Amazon, der größte deutsche Online-(Buch-)Händler, setzt Elemente sozialer Netzwerke ein. Dass sich die Community hierbei über den Konsum definiert, ist nur ein Problem.

Die stetig wachsende Zahl von scheinbar über 150.000 Kundenrezensenten verdeutlicht den gewaltigen Erfolg dieses Konzeptes: Eine Menschenmenge in der Größenordnung der Einwohner einer kleineren Großstadt dazu zu bringen, sich aktiv und zum Teil äußerst zeitaufwändig an einem rein kommerziellen Portal zu beteiligen, ohne dass sie dafür einen offensichtlichen, garantierten Gegenwert oder gar Rezensionsexemplare der bewerteten Bücher und Produkte erhalten, darf man wohl als Erfolg bezeichnen. Von dem Umstand, dass die Kundenrezensenten die von ihnen beigesteuerten Inhalte auch noch freiwillig und eigenständig mit dem entsprechenden Produkt verknüpfen, ganz zu schweigen.

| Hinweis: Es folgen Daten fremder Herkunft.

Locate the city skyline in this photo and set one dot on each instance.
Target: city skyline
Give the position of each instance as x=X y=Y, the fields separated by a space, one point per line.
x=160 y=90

Zu diesem Erfolg dürfte die Möglichkeit einen Großteil beitragen, sich als Kundenrezensent (und sogar als nicht derart aktiver Nutzer) bei Amazon ein persönliches Profil einrichten zu können. Hier werden einzelne Elemente der so populären sozialen Netzwerke verbaut, die Nutzer können ihre persönlichen Interessen und den Wohnort angeben oder ein Profil-Bild hochladen, das, im Falle eines den Rezensenten abbildenden Fotos, diesen gerne als sehr seriös, dennoch betont sympathisch lächelnd, eventuell auch in einem entsprechend aussagekräftigen Kontext oder mit dem leidlich bekannten, nachdenklichen Blick in die Ferne zeigt. Selbst an den Geburtstag von Kundenrezensenten kann man sich erinnern lassen, wenn der denn diese Information zur Verfügung stellt. Dass man überdies über die Verfassung von Rezensionen und in einen nahezu sportlichen Wettstreit treten kann, der sein Abbild in einer Rangliste der Kundenrezensenten findet, tut wohl für viele ein Übriges – ein Umstand, der allerdings bisweilen bizarre Blüten treibt.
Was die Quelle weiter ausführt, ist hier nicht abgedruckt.